A piezoelectric microvalve for cryogenic applications

Abstract

This paper reports on a normally open piezoelectrically actuated microvalve for high flow modulation at cryogenic temperatures. One application envisioned is to control the flow of a cryogen for distributed cooling with a high degree of temperature stability and a small thermal gradient. The valve consists of a micromachined die fabricated from a silicon-on-insulator wafer, a glass wafer, a commercially available piezoelectric stack actuator and Macor™ ceramic encapsulation that has overall dimensions of 1 × 1 × 1 cm3. A perimeter augmentation scheme for the valve seat has been implemented to provide high flow modulation. In tests performed at room temperature the flow was modulated from 980 mL min−1 with the valve fully open (0 V), to 0 mL min−1 with a 60 V actuation voltage, at an inlet gauge pressure of 55 kPa. This range is orders of magnitude higher flow than the modulation capability of similarly sized piezoelectric microvalves.
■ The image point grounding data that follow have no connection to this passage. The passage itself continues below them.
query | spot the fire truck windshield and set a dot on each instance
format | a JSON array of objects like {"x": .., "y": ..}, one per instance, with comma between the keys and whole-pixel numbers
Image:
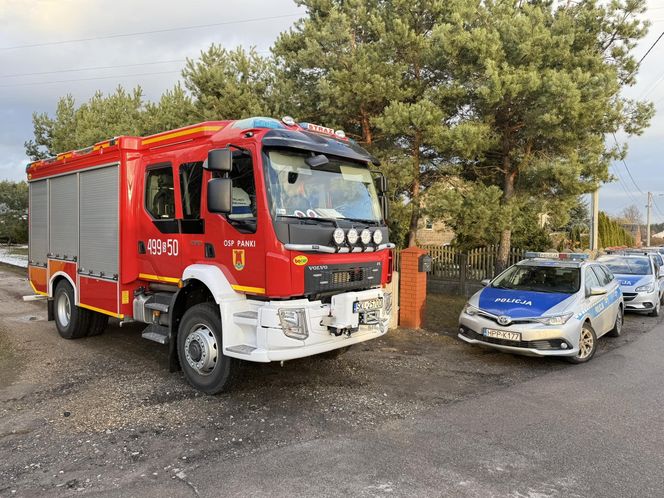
[{"x": 336, "y": 190}]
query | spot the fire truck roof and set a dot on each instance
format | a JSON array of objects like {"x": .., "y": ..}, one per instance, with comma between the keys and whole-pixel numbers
[{"x": 285, "y": 133}]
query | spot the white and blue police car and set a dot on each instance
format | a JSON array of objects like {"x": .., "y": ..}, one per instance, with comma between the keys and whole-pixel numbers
[
  {"x": 638, "y": 276},
  {"x": 549, "y": 304}
]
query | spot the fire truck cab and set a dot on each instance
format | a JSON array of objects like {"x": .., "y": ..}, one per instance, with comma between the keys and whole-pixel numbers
[{"x": 257, "y": 239}]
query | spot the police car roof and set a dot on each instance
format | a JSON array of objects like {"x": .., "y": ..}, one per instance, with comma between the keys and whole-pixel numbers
[{"x": 561, "y": 263}]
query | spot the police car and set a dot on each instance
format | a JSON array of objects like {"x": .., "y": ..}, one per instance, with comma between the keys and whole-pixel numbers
[
  {"x": 546, "y": 305},
  {"x": 639, "y": 279}
]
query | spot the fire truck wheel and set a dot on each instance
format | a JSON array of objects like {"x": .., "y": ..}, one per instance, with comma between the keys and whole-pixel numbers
[
  {"x": 199, "y": 350},
  {"x": 98, "y": 323},
  {"x": 71, "y": 321}
]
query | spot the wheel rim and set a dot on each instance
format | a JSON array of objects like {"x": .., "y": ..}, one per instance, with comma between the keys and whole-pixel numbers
[
  {"x": 586, "y": 343},
  {"x": 64, "y": 309},
  {"x": 200, "y": 349}
]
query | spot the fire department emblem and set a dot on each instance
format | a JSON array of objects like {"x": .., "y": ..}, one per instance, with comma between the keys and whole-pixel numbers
[{"x": 238, "y": 259}]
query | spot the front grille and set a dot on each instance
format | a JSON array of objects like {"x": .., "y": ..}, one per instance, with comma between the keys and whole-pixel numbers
[
  {"x": 543, "y": 345},
  {"x": 324, "y": 278},
  {"x": 628, "y": 296}
]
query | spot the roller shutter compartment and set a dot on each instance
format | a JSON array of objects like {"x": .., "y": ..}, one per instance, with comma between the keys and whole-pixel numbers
[
  {"x": 98, "y": 198},
  {"x": 63, "y": 202},
  {"x": 38, "y": 212}
]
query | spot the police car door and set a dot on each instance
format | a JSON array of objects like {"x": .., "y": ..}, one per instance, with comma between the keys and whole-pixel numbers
[{"x": 599, "y": 318}]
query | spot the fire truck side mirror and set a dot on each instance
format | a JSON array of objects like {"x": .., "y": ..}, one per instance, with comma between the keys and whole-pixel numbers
[
  {"x": 220, "y": 160},
  {"x": 220, "y": 195},
  {"x": 381, "y": 184}
]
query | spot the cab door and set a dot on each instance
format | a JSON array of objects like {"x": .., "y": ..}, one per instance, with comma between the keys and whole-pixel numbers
[{"x": 159, "y": 241}]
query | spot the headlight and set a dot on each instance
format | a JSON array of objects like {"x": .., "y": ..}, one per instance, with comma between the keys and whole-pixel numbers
[
  {"x": 293, "y": 323},
  {"x": 555, "y": 320},
  {"x": 646, "y": 288},
  {"x": 471, "y": 310},
  {"x": 338, "y": 236},
  {"x": 378, "y": 237}
]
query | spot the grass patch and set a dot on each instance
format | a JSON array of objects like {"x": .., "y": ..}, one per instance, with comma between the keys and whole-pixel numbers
[{"x": 442, "y": 313}]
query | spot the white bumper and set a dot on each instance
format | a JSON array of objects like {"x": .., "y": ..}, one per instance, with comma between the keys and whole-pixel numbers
[{"x": 255, "y": 332}]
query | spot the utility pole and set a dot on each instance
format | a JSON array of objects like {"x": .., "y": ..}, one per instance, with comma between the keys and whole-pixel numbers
[
  {"x": 648, "y": 209},
  {"x": 594, "y": 223}
]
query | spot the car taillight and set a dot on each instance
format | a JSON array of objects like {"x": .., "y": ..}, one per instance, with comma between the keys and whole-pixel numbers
[{"x": 390, "y": 265}]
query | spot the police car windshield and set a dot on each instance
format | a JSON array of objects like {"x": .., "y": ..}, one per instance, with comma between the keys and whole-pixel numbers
[
  {"x": 627, "y": 266},
  {"x": 336, "y": 190},
  {"x": 564, "y": 280}
]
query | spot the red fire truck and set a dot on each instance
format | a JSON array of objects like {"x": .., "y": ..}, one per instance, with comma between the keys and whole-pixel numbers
[{"x": 257, "y": 239}]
At the cryogenic temperature of 80 K, the valve successfully modulated gas flow from 350 mL min−1 down to 20 mL min−1 with an inlet pressure of 104 kPa higher than the atmosphere. The operation of this valve has been validated at elevated temperatures as well, up to 380 K. The valve has a response time of less than 1 ms and has operational bandwidth up to 820 kHz.